Thanks, all.  I actually started with our local Health Dept last year and they had absolutely no idea.  There is no other brewery in the county.  They sent me to state level, which led me on a wild goose chase to no end.  I even tried to get my local representative to assist me in tracking down info: another dead end.
It wasn't until I spoke with friends who run a local winery that I learned of the TTB & that's when I finally found some information.
Still, I will tell you that our county's health dept had no idea what to tell me - they were speechless, and told me to contact the people running the local winery and ask them!  Perhaps I'll go to the neighboring county health department, it's larger, and they are the county who oversees the inspection of canning foods (which we are involved in for our farm business).
Majorvices: I feel your pain.  We grow organic vegetables & raise pastured chickens for eggs, and sell at local farmers markets and through our CSA - the wife works about 30-40 hours per week at it plus raising our 3 young sons, the husband puts in another 10-20 hours plus his regular job and an hour commute each way.  The farming doesn't pay either, just as you are finding with brewing.  Any profit, small as it may be, goes right back into the farm.  However, the rewards are great - just not monetary.
As for the brewery, it would be located here on the farm in an already existing building.
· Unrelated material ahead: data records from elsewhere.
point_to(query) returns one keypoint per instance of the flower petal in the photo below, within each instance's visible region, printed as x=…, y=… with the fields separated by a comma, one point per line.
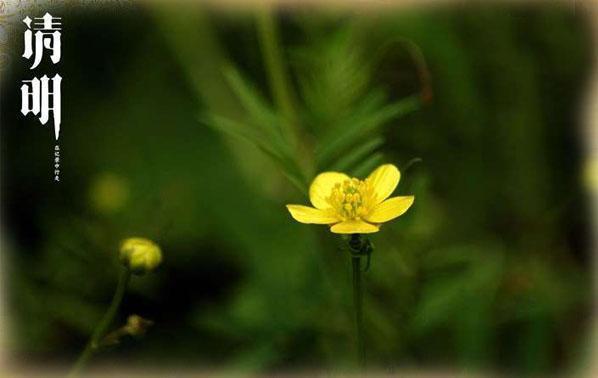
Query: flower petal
x=321, y=188
x=306, y=214
x=390, y=209
x=384, y=180
x=354, y=227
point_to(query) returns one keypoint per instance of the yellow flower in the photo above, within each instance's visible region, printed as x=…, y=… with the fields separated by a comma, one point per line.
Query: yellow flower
x=140, y=255
x=353, y=206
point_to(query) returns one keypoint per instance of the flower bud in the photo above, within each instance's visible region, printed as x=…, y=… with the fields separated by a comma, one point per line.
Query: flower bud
x=140, y=255
x=136, y=325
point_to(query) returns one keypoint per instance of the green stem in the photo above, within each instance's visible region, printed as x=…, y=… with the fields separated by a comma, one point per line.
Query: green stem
x=103, y=325
x=358, y=307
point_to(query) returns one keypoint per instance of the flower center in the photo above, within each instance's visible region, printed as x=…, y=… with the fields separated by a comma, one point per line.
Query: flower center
x=350, y=198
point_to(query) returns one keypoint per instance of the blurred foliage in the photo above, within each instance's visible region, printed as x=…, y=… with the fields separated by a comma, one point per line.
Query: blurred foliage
x=194, y=127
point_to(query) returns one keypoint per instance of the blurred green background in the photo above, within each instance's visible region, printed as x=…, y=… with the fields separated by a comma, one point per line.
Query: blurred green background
x=194, y=127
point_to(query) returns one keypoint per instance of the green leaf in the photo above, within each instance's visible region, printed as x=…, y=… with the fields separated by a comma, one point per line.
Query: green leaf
x=368, y=165
x=352, y=133
x=349, y=160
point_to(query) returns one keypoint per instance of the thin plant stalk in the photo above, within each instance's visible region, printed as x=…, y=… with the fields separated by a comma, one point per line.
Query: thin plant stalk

We are on well water, city water/sewer not an issue. We would be starting small with a brewery, just as we started farming small, because we believe it's better not to go into debt and rather build up slowly.  
This would be a part-time gig.  The husband's full-time job is our main source of income and supports our family of 5.
Back to equipment:
Are we allowed to brew in open top keg systems like we homebrew now?

Going Pro / Equipment Laws for Brewery
« on: August 09, 2011, 08:40:26 PM »
Been homebrewing for a couple of years, am ready to take the next step & begin selling our brew locally (distributing only to resellers to start, no brewpub).
We've been wading through the laws regarding running brewery & sale of beer for about a year now.  Have learned a lot, but there seems to be one gray area where we can find no real information:

-What equipment are we allowed to use?  Do we have to use commercial-grade equipment, or can we simply step up our homebrew system (used kegs with lids cut off, large thermos, glass & bucket fermenters, etc)?

-Where are we allowed to brew?  I have read that the home kitchen cannot be used.  Okay, no problem.  We have farm outbuildings that would be perfect.  However, do they need to be commercial grade kitchens for brewing?

-Can we re-use kegs for sale of beer?  I believe that we need to use fresh bottles each time, but don't know if I've read that about kegs.  Is there a process we need to follow for sterilization if we're allowed to re-use?

If anyone can point us in the proper direction, I appreciate it!
We're in Illinois.

Pages: [1]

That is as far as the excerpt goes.